Hiring for the new company’s jobs isn’t likely to begin until 2010.

By Ed Runyan

WARREN — City and Trumbull County officials have approved a 75-percent abatement on property taxes for 10 years for Reinforcement Systems Corp., a start-up company planning to build a factory and employ 65 people on the city’s West Side within four years.

County commissioners approved the abatement Wednesday.

The company will construct a 60,000-square-foot factory across from the Austin Village Plaza on West Market Street on the west side of the Martin Luther King Avenue Southeast intersection.

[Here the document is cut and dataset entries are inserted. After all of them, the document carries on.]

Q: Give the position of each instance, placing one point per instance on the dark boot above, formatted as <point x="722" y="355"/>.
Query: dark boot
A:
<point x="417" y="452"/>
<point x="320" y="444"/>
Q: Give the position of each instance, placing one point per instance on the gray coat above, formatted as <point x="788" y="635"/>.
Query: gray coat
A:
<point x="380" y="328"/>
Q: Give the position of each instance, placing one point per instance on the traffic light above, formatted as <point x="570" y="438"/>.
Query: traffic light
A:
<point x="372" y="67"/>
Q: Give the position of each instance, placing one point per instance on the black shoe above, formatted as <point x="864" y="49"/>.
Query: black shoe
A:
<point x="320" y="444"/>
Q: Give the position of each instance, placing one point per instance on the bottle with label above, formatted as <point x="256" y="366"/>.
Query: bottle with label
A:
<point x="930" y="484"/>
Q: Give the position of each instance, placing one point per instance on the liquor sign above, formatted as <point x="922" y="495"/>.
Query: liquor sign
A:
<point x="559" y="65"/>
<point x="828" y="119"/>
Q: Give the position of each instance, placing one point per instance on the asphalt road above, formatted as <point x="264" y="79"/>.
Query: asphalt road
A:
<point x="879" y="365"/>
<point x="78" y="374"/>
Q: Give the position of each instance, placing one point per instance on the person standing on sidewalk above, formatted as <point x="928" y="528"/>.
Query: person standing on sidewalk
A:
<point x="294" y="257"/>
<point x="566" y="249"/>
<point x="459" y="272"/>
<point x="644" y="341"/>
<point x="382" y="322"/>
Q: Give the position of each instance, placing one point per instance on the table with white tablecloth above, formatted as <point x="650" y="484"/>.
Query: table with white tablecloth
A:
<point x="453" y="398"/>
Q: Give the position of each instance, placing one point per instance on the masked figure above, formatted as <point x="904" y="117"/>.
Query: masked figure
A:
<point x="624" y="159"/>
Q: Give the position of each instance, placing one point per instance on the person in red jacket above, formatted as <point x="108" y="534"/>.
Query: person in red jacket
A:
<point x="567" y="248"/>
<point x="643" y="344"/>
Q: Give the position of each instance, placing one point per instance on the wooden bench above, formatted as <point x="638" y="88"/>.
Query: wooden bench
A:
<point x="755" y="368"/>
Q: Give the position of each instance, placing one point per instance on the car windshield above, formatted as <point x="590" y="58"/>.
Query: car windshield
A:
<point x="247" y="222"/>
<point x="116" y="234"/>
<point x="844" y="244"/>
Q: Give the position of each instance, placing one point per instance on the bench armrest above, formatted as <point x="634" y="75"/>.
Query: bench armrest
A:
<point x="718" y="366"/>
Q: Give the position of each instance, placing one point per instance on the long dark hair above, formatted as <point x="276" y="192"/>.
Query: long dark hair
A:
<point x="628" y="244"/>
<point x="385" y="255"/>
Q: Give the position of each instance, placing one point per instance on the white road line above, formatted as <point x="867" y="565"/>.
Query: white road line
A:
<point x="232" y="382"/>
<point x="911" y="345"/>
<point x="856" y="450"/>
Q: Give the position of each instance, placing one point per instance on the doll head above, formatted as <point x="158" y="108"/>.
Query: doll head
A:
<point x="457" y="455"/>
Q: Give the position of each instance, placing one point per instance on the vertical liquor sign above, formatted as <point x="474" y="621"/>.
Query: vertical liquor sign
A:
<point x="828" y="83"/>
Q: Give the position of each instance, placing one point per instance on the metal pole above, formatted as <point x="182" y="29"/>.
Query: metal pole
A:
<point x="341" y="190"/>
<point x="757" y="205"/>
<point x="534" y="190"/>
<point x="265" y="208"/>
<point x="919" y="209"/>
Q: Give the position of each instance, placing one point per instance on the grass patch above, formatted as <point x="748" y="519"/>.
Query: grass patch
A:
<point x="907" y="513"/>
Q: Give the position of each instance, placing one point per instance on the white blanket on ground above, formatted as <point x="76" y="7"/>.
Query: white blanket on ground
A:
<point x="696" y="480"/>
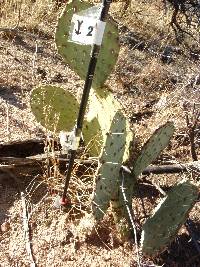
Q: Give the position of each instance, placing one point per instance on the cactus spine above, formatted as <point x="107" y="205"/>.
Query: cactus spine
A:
<point x="170" y="214"/>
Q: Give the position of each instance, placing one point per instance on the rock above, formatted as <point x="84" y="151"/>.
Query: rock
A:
<point x="5" y="227"/>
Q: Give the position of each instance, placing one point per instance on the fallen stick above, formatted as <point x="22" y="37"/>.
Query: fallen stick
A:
<point x="27" y="231"/>
<point x="36" y="163"/>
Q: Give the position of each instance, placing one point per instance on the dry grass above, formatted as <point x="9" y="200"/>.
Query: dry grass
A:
<point x="28" y="14"/>
<point x="141" y="82"/>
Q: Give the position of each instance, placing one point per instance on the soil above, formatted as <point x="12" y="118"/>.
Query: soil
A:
<point x="70" y="237"/>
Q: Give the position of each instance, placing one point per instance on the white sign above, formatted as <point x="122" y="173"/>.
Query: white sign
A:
<point x="86" y="30"/>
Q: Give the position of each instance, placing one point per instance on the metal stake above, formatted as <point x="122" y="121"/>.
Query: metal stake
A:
<point x="84" y="100"/>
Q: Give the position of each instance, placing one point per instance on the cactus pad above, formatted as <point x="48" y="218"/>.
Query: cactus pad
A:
<point x="110" y="163"/>
<point x="78" y="56"/>
<point x="153" y="147"/>
<point x="55" y="108"/>
<point x="93" y="138"/>
<point x="161" y="228"/>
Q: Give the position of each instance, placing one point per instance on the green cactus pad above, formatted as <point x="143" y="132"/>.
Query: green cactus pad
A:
<point x="161" y="228"/>
<point x="78" y="56"/>
<point x="93" y="138"/>
<point x="153" y="147"/>
<point x="55" y="108"/>
<point x="110" y="164"/>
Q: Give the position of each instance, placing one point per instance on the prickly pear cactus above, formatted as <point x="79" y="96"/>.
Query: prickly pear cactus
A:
<point x="55" y="108"/>
<point x="114" y="153"/>
<point x="93" y="137"/>
<point x="153" y="147"/>
<point x="78" y="56"/>
<point x="170" y="214"/>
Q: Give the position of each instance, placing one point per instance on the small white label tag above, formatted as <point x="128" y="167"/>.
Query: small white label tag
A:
<point x="86" y="30"/>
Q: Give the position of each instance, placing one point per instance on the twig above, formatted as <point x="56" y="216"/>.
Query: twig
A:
<point x="27" y="34"/>
<point x="27" y="231"/>
<point x="192" y="126"/>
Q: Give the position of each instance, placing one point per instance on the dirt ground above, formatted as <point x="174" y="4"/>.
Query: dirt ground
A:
<point x="151" y="93"/>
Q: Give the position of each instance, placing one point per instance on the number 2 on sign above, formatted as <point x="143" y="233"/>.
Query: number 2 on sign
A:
<point x="78" y="30"/>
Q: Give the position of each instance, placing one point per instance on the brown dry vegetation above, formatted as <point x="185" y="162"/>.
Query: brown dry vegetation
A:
<point x="151" y="91"/>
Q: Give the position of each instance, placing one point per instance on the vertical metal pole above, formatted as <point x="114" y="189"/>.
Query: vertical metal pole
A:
<point x="84" y="100"/>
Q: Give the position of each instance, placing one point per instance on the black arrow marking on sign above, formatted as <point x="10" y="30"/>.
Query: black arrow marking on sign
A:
<point x="79" y="27"/>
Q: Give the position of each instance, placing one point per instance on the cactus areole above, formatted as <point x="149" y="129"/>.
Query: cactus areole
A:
<point x="88" y="83"/>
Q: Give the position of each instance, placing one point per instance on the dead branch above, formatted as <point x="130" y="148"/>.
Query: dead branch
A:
<point x="27" y="230"/>
<point x="22" y="149"/>
<point x="24" y="166"/>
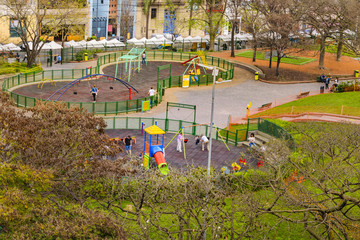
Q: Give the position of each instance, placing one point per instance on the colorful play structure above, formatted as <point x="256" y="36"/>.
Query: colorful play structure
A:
<point x="193" y="70"/>
<point x="44" y="80"/>
<point x="152" y="149"/>
<point x="63" y="89"/>
<point x="133" y="57"/>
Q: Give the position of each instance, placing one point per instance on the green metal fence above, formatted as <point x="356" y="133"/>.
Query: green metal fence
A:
<point x="171" y="125"/>
<point x="192" y="128"/>
<point x="120" y="106"/>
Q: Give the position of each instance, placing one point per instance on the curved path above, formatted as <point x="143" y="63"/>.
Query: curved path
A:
<point x="230" y="98"/>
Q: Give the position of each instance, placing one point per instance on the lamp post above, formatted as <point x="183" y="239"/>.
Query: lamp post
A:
<point x="214" y="73"/>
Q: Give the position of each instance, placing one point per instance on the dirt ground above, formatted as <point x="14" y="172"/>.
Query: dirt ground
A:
<point x="306" y="72"/>
<point x="109" y="90"/>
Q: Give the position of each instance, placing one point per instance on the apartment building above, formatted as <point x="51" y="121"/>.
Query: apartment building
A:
<point x="165" y="20"/>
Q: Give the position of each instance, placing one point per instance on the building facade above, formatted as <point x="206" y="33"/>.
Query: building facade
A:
<point x="166" y="20"/>
<point x="99" y="18"/>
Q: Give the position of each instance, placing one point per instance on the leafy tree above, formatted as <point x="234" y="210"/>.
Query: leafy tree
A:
<point x="29" y="17"/>
<point x="211" y="16"/>
<point x="317" y="186"/>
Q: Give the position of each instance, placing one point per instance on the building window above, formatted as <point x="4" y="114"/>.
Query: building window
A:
<point x="15" y="28"/>
<point x="153" y="13"/>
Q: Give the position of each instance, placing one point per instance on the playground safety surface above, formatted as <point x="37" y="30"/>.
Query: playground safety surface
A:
<point x="109" y="90"/>
<point x="220" y="156"/>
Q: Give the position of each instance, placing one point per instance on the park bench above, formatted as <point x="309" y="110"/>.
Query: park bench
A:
<point x="266" y="105"/>
<point x="303" y="94"/>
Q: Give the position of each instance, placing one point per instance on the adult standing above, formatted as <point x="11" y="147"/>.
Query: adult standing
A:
<point x="204" y="141"/>
<point x="327" y="81"/>
<point x="94" y="92"/>
<point x="143" y="58"/>
<point x="128" y="144"/>
<point x="251" y="140"/>
<point x="322" y="78"/>
<point x="179" y="141"/>
<point x="151" y="93"/>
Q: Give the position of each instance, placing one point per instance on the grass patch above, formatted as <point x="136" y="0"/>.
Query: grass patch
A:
<point x="289" y="59"/>
<point x="347" y="103"/>
<point x="16" y="67"/>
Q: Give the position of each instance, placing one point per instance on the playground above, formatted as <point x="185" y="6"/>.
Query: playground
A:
<point x="194" y="156"/>
<point x="110" y="90"/>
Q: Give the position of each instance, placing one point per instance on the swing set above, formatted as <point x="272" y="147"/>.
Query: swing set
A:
<point x="193" y="69"/>
<point x="131" y="58"/>
<point x="185" y="140"/>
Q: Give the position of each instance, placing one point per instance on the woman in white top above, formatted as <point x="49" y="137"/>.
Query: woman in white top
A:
<point x="204" y="140"/>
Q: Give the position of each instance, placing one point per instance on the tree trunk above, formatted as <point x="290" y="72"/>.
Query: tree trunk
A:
<point x="340" y="46"/>
<point x="270" y="62"/>
<point x="254" y="53"/>
<point x="147" y="24"/>
<point x="322" y="52"/>
<point x="278" y="64"/>
<point x="190" y="22"/>
<point x="233" y="24"/>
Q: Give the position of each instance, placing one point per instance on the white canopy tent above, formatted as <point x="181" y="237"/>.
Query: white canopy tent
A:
<point x="11" y="47"/>
<point x="95" y="44"/>
<point x="112" y="43"/>
<point x="51" y="46"/>
<point x="71" y="43"/>
<point x="135" y="42"/>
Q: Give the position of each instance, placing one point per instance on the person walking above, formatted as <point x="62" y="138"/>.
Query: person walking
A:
<point x="94" y="92"/>
<point x="251" y="140"/>
<point x="151" y="93"/>
<point x="327" y="81"/>
<point x="204" y="141"/>
<point x="128" y="144"/>
<point x="143" y="58"/>
<point x="179" y="141"/>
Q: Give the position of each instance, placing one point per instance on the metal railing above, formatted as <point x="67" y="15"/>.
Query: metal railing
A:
<point x="120" y="106"/>
<point x="171" y="125"/>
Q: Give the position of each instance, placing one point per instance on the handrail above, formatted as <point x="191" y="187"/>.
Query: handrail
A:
<point x="113" y="107"/>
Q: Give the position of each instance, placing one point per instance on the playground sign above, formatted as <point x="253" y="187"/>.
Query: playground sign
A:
<point x="145" y="106"/>
<point x="186" y="81"/>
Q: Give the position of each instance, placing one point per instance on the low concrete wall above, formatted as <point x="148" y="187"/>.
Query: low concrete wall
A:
<point x="248" y="67"/>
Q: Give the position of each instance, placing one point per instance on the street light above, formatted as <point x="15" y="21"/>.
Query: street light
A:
<point x="214" y="73"/>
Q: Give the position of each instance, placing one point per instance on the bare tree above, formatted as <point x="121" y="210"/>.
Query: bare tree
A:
<point x="211" y="17"/>
<point x="127" y="17"/>
<point x="323" y="16"/>
<point x="318" y="185"/>
<point x="234" y="9"/>
<point x="252" y="22"/>
<point x="28" y="17"/>
<point x="280" y="23"/>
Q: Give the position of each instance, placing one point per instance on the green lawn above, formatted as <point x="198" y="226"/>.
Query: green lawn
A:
<point x="347" y="103"/>
<point x="289" y="59"/>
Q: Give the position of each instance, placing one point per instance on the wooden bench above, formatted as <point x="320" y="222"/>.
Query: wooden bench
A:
<point x="121" y="140"/>
<point x="303" y="94"/>
<point x="266" y="105"/>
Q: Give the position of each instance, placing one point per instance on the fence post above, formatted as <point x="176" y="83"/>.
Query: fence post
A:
<point x="247" y="130"/>
<point x="236" y="131"/>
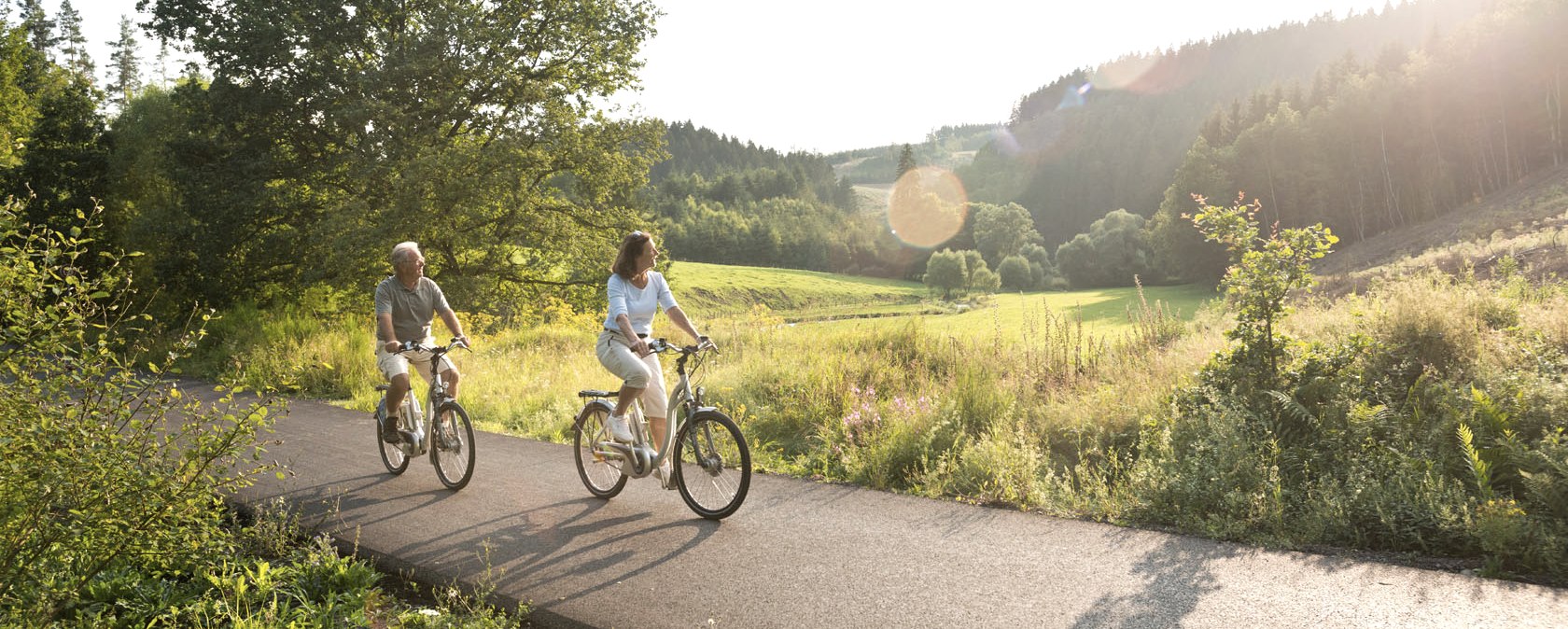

The $20 million to $28 million that RSC plans to spend on the building, equipment and inventory is “one of the largest private-sector investments in the City of Warren in a long time,” said Walter Good, Youngstown-Warren Regional Chamber vice president for economic development, retention and expansion.

The company’s breakdown of investment includes $4 million to $6 million for building construction, $6 million to $8 million for machinery and equipment, $150,000 to $300,000 for fixtures and furniture, and $10 million to $14 million for inventory.

In exchange for having to pay only 25 percent of the property taxes on its building for 10 years, the company has pledged to have 25 employees its first year, 40 by its second year and 65 by its third year, said Michael Keys, Warren’s community development director.

The company will make reinforcements for the concrete industry, such as steel rebar and steel mesh.

After three years in business, the company expects to have a payroll of about $2.9 million annually, Good said, adding that the average pay will be around $40,000 per year.

About 55 of the jobs will be manufacturing positions, with about 10 others being management, clerical and administrative, Keys said. It will probably be sometime in 2010 before the company begins hiring, he added.

Construction on the plant will most likely begin late this year and take one year, Keys said.

The city rezoned the 16.5 acres of land industrial to accommodate the company. The land has never been used before, Keys said.

The company was attracted by the virgin land, close access to the Ohio Turnpike and the area’s well-developed but uncongested interstate highway system, Good noted.

Higher fuel prices might actually work in the Mahoning Valley’s favor, Good said, because its location within one day’s drive from New York and Chicago and the Carolinas makes it attractive from a transportation-cost standpoint, Good said.